Don’t let them tell you how you should live! How will they want to violate our bodies next?
In the future I will prove they are already doing many of these things.
examples: Floride, bisphenol a, etc…….
Page 837: Compulsory abortions would be legal
Indeed, it has been concluded that compulsory population-control laws, even including laws requiring compulsory abortion, could be sustained under the existing Constitution if the population crisis became sufficiently severe to endanger the society.
Page 786: Single mothers should have their babies taken away by the government; or they could be forced to have abortions
One way to carry out this disapproval might be to insist that all illegitimate babies be put up for adoption—especially those born to minors, who generally are not capable of caring properly for a child alone. If a single mother really wished to keep her baby, she might be obliged to go through adoption proceedings and demonstrate her ability to support and care for it. Adoption proceedings probably should remain more difficult for single people than for married couples, in recognition of the relative difficulty of raising children alone. It would even be possible to require pregnant single women to marry or have abortions, perhaps as an alternative to placement for adoption, depending on the society.
Page 787-8: Mass sterilization of humans though drugs in the water supply is OK as long as it doesn’t harm livestock
Adding a sterilant to drinking water or staple foods is a suggestion that seems to horrify people more than most proposals for involuntary fertility control. Indeed, this would pose some very difficult political, legal, and social questions, to say nothing of the technical problems. No such sterilant exists today, nor does one appear to be under development. To be acceptable, such a substance would have to meet some rather stiff requirements: it must be uniformly effective, despite widely varying doses received by individuals, and despite varying degrees of fertility and sensitivity among individuals; it must be free of dangerous or unpleasant side effects; and it must have no effect on members of the opposite sex, children, old people, pets, or livestock.

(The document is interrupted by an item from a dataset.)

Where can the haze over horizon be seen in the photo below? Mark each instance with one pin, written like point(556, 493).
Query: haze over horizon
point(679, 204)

Page 786-7: The government could control women’s reproduction by either sterilizing them or implanting mandatory long-term birth control
Involuntary fertility control
A program of sterilizing women after their second or third child, despite the relatively greater difficulty of the operation than vasectomy, might be easier to implement than trying to sterilize men.

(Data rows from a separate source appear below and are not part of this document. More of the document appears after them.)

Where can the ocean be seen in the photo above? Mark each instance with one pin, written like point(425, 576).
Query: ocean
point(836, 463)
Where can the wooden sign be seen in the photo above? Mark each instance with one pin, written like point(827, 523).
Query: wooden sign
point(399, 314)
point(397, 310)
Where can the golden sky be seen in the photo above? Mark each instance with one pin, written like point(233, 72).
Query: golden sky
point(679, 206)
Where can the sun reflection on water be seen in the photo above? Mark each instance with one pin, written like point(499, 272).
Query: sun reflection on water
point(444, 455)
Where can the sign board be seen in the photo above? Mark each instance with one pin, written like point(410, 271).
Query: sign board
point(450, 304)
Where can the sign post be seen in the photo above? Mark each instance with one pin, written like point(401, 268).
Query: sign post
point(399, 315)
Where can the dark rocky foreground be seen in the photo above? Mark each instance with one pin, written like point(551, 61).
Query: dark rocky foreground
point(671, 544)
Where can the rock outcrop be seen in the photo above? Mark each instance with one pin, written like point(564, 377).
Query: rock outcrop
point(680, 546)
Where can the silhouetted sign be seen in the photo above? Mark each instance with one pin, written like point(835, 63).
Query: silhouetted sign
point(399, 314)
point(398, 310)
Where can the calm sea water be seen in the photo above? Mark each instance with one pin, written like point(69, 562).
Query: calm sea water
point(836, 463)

The development of a long-term sterilizing capsule that could be implanted under the skin and removed when pregnancy is desired opens additional possibilities for coercive fertility control. The capsule could be implanted at puberty and might be removable, with official permission, for a limited number of births.
Page 838: The kind of people who cause “social deterioration” can be compelled to not have children
If some individuals contribute to general social deterioration by overproducing children, and if the need is compelling, they can be required by law to exercise reproductive responsibility—just as they can be required to exercise responsibility in their resource-consumption patterns—providing they are not denied equal protection.

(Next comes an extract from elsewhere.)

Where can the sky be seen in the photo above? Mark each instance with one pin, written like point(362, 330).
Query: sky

Page 942-3: A “Planetary Regime” should control the global economy and dictate by force the number of children allowed to be born
Toward a Planetary Regime
Perhaps those agencies, combined with UNEP and the United Nations population agencies, might eventually be developed into a Planetary Regime—sort of an international superagency for population, resources, and environment. Such a comprehensive Planetary Regime could control the development, administration, conservation, and distribution of all natural resources, renewable or nonrenewable, at least insofar as international implications exist. Thus the Regime could have the power to control pollution not only in the atmosphere and oceans, but also in such freshwater bodies as rivers and lakes that cross international boundaries or that discharge into the oceans. The Regime might also be a logical central agency for regulating all international trade, perhaps including assistance from DCs to LDCs, and including all food on the international market.
The Planetary Regime might be given responsibility for determining the optimum population for the world and for each region and for arbitrating various countries’ shares within their regional limits. Control of population size might remain the responsibility of each government, but the Regime would have some power to enforce the agreed limits.